Sa découverte du désir mimétique amène René Girard à s’interroger sur la violence, sur la facilité avec laquelle la rivalité mimétique se développe à partir des conflits pour l'appropriation des objets. Cette rivalité étant contagieuse, la violence menace à tout instant.

Citations : lu dans « Le Figaro du 06 11 2015
 p 17 : Article de Benoît Chantre : « René Girard, ou le roman des romans »

« C’est grâce au Christ que le bouc émissaire a cessé d’être coupable... La Croix nous a délivrés des religions archaïques en rendant tout sacrifice absurde. .. La victime dit la vérité et c’est la persécution qui porte le mensonge. »
« Notre contradiction fondamentale : nous sommes les bénéficiaires du christianisme dans notre rapport à la violence, et nous l’avons abandonné. »
« Les Evangiles sont la matrice de tous les livres... de tous les grands textes. »
«  Le romancier ne peut s’arracher au désir, quitter le monde, sans l’aide de son personnage. »
«  Cette étrange et longue guerre où la violence essaie d’opprimer la vérité. (repris de Pascal)

p. 18 : Jean-Luc Marion : « Le philosophe malgré lui » :  l’idéologie produit de la violence au moins autant que les religions... René Girard faisait le pari de la raison.

p. 18 : Olivier Rey : « Le désir mimétique, clé de son œuvre » :
« Les mythes racontent les événements du point de vue des persécuteurs », ( tandis que le christianisme, au contraire...)
« De l’aveu de René Girard lui-même, c’est le christianisme qui a rendu possible l’élaboration de sa théorie.
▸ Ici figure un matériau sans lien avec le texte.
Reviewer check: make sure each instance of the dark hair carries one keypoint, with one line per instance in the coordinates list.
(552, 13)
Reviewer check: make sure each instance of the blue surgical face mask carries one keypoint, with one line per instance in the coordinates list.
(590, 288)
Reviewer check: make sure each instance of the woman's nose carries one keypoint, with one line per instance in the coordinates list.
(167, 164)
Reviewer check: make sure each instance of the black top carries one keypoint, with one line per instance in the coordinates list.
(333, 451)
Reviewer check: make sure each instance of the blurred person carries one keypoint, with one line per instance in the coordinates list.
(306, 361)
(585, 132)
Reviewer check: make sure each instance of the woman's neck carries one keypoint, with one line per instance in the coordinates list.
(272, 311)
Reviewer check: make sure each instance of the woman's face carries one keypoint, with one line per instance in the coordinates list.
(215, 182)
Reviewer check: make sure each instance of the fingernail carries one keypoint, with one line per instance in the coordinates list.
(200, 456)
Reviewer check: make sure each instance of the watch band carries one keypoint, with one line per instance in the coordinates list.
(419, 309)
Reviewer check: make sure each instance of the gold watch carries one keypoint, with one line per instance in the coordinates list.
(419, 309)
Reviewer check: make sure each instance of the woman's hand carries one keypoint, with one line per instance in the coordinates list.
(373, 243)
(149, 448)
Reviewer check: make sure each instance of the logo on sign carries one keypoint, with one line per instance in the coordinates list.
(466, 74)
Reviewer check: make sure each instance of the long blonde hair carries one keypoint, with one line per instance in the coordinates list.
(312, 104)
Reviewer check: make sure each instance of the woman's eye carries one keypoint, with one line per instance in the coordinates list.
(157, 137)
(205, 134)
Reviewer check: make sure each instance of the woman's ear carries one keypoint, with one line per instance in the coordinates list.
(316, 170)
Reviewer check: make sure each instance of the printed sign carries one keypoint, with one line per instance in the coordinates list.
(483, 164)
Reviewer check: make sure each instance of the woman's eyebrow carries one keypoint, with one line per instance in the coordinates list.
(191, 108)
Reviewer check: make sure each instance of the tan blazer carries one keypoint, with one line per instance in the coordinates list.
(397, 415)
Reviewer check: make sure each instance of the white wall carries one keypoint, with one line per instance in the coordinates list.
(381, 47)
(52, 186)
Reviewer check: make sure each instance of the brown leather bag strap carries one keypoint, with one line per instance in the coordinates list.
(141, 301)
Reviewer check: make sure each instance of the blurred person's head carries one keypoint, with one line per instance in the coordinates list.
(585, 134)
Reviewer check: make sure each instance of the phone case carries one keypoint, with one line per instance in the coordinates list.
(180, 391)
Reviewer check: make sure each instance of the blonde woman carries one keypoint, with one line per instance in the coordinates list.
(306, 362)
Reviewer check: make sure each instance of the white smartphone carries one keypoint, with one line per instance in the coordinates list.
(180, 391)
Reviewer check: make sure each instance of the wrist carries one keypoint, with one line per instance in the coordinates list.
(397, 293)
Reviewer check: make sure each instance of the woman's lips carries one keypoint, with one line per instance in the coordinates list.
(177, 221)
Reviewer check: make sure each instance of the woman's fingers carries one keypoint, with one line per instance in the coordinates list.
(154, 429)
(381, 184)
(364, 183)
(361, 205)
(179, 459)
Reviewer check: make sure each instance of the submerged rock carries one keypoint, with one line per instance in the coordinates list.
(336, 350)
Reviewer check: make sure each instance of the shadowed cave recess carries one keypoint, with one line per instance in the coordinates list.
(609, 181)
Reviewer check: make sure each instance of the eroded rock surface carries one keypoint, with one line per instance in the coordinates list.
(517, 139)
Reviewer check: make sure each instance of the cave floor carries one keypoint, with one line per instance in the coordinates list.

Cette boucle assumée est l’un des traits les plus originaux de sa pensée. Il a, par le christianisme « découvert une vérité anthropologique ».
« Selon Péguy, une grande pensée n’est pas celle contre laquelle il n’y a rien à dire, mais celle qui a dit quelque chose, pas celle qui n’a pas de vides, mais celle qui a des pleins... »

Ma compréhension par l’exemple des Evangiles : pour le judéo-christianisme il y a Caïphe, Jésus et l’objet du désir : l’approche de la perfection divine. La violence : Caïphe sacrifie Jésus pour rester seul sur le terrain. Volonté de pouvoir. Elimination du rival par la violence. N’est-ce pas à ce moment-là que le groupe se divise en 2 : les Juifs qui suivent Caïphe et les rares et courageux disciples, futurs « chrétiens », qui suivent Jésus, non encore déifié ?

Selon R Girard, « le bouc émissaire » dans la religion archaïque sauve le groupe (voir Caïphe), mais cette idée est définitivement vaincue par la recherche individuelle de perfection : « Je suis le chemin » dit Jésus : mimer l’Autre, c’est aussi l’indépendance de la démarche.

On voit ici que le chemin individuel (Jésus) et le chemin politique (ici Caïphe entraîne le politique) peuvent diverger... et se rejoindre plus tard : le chemin individuel éclaire alors -plus ou moins- le politique (l’alliance du trône et de l’autel). Tous les croyants judéo-chrétiens reconnaissent à la fois leur péché, et un pardon de Dieu possible pour eux.